To determine the safety, maximum tolerated dose, and preliminary efficacy of concomitant interferon-alpha and zidovudine therapy in AIDS-related Kaposi's sarcoma (KS), 56 patients with biopsy-proven KS and documented human immunodeficiency virus type 1 (HIV) infection were enrolled into a phase I study. Interferon-alpha was given intramuscularly at a dose of 9, 18, or 27 mu once a day and zidovudine was administered as 100 or 200 mg every 4 h for 8 weeks followed by a 48-week maintenance period. The major toxicities were anemia, neutropenia, and hepatotoxicity. Neutropenia was dose limiting with 1,200 mg of zidovudine/day and the lowest dose of interferon-alpha (9 mu/day). Hepatotoxicity was dose limiting with 27 mu of interferon and 600 mg of zidovudine/day. Cumulative dose-related anemia or neutropenia was not seen during long-term follow-up. The maximum tolerated doses for the combination were defined as 18 mu daily for interferon-alpha and 600 mg daily for zidovudine. Variable changes in CD4 lymphocytes occurred during the first 8 weeks of therapy. At higher doses of the combination, sustained increases in median CD4 lymphocyte numbers were noted (p less than 0.001). In HIV antigenemic patients, progressive antigen suppression was seen with increasing doses of the combination (p less than 0.005). The overall antitumor response rate was 47%. Tumor regression was associated with better survival benefits (p less than 0.001) and a pretreatment CD4 cell count greater than or equal to 200 cells/mm3 (p = 0.01). In conclusion, intermediate doses of interferon-alpha and lower doses of zidovudine appear to be relatively well tolerated and associated with disease improvement, including survival benefits.

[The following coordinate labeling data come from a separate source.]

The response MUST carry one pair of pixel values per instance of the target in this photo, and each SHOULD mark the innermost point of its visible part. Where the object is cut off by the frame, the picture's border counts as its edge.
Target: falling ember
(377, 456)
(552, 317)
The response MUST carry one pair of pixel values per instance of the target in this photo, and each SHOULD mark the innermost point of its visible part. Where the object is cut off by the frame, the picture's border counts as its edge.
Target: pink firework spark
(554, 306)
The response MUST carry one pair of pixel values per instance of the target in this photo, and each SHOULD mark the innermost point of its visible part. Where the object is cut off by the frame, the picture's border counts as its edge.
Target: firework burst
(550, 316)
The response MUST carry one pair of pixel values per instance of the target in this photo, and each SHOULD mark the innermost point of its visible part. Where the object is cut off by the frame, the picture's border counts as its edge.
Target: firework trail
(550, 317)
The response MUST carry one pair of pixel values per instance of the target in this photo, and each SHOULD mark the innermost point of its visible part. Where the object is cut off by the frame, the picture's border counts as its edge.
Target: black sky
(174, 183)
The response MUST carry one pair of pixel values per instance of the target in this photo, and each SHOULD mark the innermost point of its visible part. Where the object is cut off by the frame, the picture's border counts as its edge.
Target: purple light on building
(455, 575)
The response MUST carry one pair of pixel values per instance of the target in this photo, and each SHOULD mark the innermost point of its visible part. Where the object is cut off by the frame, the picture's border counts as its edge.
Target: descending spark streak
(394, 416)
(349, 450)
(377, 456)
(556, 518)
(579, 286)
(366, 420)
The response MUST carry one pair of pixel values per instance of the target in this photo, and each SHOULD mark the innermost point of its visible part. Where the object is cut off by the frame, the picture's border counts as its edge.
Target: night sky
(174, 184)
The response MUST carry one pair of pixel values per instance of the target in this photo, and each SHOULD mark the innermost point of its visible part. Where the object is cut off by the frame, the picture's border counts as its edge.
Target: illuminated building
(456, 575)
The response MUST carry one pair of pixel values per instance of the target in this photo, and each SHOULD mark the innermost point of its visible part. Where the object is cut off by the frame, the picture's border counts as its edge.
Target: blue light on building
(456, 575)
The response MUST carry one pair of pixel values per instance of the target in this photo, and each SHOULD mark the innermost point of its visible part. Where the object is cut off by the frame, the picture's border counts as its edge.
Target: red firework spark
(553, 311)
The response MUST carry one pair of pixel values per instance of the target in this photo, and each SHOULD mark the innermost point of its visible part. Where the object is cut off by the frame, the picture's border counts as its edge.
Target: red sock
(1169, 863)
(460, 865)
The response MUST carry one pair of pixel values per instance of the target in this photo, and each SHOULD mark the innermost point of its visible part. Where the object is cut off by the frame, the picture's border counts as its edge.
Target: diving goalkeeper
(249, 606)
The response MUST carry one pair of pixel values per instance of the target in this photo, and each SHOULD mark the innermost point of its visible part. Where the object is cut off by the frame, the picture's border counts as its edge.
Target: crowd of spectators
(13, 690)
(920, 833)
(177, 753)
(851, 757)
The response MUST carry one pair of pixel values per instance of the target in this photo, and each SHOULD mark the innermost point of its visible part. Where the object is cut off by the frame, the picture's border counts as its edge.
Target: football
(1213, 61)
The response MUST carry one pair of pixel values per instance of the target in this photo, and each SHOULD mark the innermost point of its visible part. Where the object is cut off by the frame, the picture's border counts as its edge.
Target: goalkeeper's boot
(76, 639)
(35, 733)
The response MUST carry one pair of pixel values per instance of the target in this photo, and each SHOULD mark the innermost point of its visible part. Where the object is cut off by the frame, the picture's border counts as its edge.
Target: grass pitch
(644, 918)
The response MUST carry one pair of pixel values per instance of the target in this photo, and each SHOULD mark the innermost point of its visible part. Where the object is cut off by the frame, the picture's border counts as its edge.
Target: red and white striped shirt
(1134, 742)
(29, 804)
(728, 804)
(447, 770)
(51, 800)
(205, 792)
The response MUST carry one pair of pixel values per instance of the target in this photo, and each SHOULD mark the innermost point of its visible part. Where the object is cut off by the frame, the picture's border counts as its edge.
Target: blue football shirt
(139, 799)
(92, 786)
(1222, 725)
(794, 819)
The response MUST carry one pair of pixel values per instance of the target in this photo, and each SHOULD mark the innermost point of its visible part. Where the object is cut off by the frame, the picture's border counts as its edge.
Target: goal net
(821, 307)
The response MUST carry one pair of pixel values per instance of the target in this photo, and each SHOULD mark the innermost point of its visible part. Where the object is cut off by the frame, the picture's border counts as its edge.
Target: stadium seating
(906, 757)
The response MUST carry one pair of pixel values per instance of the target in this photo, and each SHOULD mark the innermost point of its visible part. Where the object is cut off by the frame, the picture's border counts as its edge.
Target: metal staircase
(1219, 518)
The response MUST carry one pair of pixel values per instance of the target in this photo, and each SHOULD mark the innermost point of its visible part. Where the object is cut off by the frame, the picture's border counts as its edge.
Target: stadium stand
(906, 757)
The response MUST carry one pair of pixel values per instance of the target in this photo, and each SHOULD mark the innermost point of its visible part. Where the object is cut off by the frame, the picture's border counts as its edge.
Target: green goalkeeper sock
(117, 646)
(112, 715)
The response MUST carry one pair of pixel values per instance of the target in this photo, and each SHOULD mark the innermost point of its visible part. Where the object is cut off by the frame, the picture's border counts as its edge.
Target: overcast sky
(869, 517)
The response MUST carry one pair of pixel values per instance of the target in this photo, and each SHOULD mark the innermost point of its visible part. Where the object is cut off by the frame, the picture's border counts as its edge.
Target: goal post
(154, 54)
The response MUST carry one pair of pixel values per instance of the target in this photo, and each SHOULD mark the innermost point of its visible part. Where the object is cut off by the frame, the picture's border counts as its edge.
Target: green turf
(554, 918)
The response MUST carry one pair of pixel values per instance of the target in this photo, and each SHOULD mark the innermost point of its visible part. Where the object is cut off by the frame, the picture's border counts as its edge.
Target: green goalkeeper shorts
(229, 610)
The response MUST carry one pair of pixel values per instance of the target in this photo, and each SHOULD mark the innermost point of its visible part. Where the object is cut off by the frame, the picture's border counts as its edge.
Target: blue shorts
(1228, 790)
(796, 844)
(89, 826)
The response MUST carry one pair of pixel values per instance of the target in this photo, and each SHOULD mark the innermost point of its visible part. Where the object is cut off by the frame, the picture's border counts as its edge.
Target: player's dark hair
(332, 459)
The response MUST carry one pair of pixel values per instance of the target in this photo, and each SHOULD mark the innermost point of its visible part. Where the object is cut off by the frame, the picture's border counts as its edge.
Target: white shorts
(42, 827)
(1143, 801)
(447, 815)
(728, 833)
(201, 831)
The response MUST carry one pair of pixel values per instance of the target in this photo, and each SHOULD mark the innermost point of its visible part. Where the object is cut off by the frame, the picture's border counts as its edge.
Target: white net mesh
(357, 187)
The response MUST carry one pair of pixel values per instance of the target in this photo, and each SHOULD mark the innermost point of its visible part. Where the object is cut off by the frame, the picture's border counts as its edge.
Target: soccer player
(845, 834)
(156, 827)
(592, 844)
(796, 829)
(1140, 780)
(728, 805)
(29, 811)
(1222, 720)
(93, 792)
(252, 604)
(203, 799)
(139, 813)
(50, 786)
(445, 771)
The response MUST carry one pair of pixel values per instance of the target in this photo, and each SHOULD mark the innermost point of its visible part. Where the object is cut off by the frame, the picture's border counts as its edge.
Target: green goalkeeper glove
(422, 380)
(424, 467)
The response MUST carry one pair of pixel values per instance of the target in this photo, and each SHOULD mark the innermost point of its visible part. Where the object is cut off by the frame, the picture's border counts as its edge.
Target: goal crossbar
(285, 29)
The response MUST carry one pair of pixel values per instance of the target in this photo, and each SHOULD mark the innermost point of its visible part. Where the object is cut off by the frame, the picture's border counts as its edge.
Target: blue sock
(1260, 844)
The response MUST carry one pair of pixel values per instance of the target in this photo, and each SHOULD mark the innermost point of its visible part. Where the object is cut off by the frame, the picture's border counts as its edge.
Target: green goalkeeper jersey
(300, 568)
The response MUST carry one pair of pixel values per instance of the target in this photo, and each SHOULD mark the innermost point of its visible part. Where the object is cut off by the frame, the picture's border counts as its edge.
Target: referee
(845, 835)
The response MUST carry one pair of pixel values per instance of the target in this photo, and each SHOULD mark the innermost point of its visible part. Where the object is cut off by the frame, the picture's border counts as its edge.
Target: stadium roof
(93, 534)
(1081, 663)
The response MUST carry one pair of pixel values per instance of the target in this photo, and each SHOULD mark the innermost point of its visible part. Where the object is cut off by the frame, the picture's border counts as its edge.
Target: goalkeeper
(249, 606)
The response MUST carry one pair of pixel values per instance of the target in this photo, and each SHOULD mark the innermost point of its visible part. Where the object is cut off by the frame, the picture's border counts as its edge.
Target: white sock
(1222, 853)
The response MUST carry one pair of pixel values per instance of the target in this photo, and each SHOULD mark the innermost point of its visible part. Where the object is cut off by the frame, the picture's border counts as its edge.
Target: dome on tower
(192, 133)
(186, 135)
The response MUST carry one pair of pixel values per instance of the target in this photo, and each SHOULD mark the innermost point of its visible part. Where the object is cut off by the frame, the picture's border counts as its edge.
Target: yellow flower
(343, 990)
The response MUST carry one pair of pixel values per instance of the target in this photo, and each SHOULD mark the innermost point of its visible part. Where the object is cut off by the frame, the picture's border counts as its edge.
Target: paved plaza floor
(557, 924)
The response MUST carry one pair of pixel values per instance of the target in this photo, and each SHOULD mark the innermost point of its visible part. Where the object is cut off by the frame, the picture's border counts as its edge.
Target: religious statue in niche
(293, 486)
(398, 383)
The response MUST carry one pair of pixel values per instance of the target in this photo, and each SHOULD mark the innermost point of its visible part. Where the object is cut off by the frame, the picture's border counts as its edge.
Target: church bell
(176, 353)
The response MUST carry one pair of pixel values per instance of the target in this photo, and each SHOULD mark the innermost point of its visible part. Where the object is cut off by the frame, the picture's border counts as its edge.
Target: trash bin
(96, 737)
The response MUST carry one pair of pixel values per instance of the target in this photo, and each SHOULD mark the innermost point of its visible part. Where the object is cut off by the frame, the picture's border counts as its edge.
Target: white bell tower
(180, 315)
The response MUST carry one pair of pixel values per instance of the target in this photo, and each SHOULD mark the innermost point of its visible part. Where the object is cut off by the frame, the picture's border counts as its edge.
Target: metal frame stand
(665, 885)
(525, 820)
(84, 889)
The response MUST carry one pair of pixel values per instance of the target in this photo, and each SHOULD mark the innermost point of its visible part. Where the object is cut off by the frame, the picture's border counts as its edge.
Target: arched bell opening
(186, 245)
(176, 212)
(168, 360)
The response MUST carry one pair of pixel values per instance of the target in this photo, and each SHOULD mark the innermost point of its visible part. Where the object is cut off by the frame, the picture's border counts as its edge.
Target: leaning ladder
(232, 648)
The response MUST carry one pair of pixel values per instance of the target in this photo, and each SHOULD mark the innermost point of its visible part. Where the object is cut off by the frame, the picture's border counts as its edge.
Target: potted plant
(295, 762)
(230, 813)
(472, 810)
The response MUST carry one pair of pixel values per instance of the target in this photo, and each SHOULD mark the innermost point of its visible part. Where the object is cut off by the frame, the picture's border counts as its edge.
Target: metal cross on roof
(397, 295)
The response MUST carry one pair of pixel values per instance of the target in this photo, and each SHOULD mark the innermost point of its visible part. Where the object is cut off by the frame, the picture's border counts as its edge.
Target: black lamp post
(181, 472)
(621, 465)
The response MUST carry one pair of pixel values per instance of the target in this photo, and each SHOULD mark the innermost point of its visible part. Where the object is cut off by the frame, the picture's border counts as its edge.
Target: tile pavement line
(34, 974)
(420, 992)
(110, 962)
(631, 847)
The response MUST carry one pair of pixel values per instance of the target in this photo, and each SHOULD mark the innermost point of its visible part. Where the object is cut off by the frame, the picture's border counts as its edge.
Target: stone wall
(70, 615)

为确定α-干扰素与齐多夫定联合治疗艾滋病相关卡波西肉瘤(KS)的安全性、最大耐受剂量及初步疗效,56例经活检证实患有KS且记录有1型人类免疫缺陷病毒(HIV)感染的患者被纳入一项I期研究。α-干扰素以9、18或27μg的剂量每日一次肌肉注射,齐多夫定以100或200mg每4小时给药一次,持续8周,随后为48周的维持期。主要毒性反应为贫血、中性粒细胞减少和肝毒性。中性粒细胞减少是剂量限制性毒性,发生于齐多夫定每日1200mg及最低剂量的α-干扰素(9μg/天)时。肝毒性是剂量限制性毒性,发生于α-干扰素27μg及齐多夫定每日600mg时。长期随访期间未见累积剂量相关的贫血或中性粒细胞减少。联合治疗的最大耐受剂量定义为α-干扰素每日18μg,齐多夫定每日600mg。治疗的前8周内CD4淋巴细胞发生了可变变化。在联合治疗的较高剂量时,观察到CD4淋巴细胞中位数持续增加(p<0.001)。在HIV抗原血症患者中,随着联合治疗剂量增加可见逐步的抗原抑制(p<0.005)。总体抗肿瘤反应率为47%。肿瘤退缩与更好的生存获益相关(p<0.001),且与治疗前CD4细胞计数大于或等于200个细胞/mm³相关(p = 0.01)。总之,中等剂量的α-干扰素和较低剂量的齐多夫定似乎耐受性相对良好,并与疾病改善相关,包括生存获益。